To help protect your computer in the future I recommend that you follow these steps and look into the following free programs:
* Microsoft Windows Update - http://www.windowsupdate.com (http://www.windowsupdate.com/)
Visit regularly. This will ensure your computer always has the latest security updates. If there are new updates to install, install them immediately, reboot your computer, and revisit the site until there are no more critical updates.
* SpywareBlaster (http://www.javacoolsoftware.com/spywareblaster.html) to help prevent spyware from installing in the first place. Install & update SpywareBlaster with the latest definitions. After you have updated, click the button - enable protection for all unprotected items.
o SpywareBlaster is a preventative program. It sets flags in the registry to prevent the running of a specific list of bad spyware related ActiveX controls.
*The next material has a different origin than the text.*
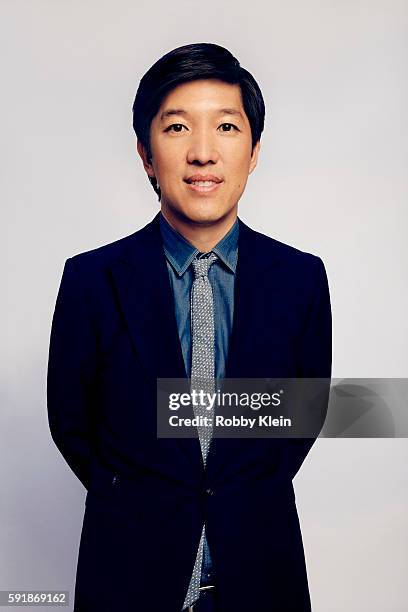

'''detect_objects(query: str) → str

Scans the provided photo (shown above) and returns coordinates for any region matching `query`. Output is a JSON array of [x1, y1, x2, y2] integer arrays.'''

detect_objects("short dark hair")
[[133, 43, 265, 200]]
It will block any bad ActiveX from running in Internet Explorer and Firefox if it's listed in their database (which you should update frequently). To view their database and list of restricted sites, launch the program and click on each of the tabs on the main display page.
* WOT (http://www.mywot.com/), Web of Trust, As 'Googling' is such an integral part of internet life, this free browser add on warns you about risky websites that try to scam visitors, deliver malware or send spam. It is especially helpful when browsing or searching in unfamiliar territory. WOT's color-coded icons show you ratings for 21 million websites, helping you avoid the dangerous sites:
o Green to go
o Yellow for caution
o Red to stop
WOT has an addon available for both Firefox and IE.
* Scan here http://secunia.com/software_inspector/ (http://secunia.com/software_inspector/)for out of date & vulnerable common applications on your computer
Thanks for your patience and hard work.:thanks: :greeting:
Please post any questions, concerns or issues now as this thread will close in a few days.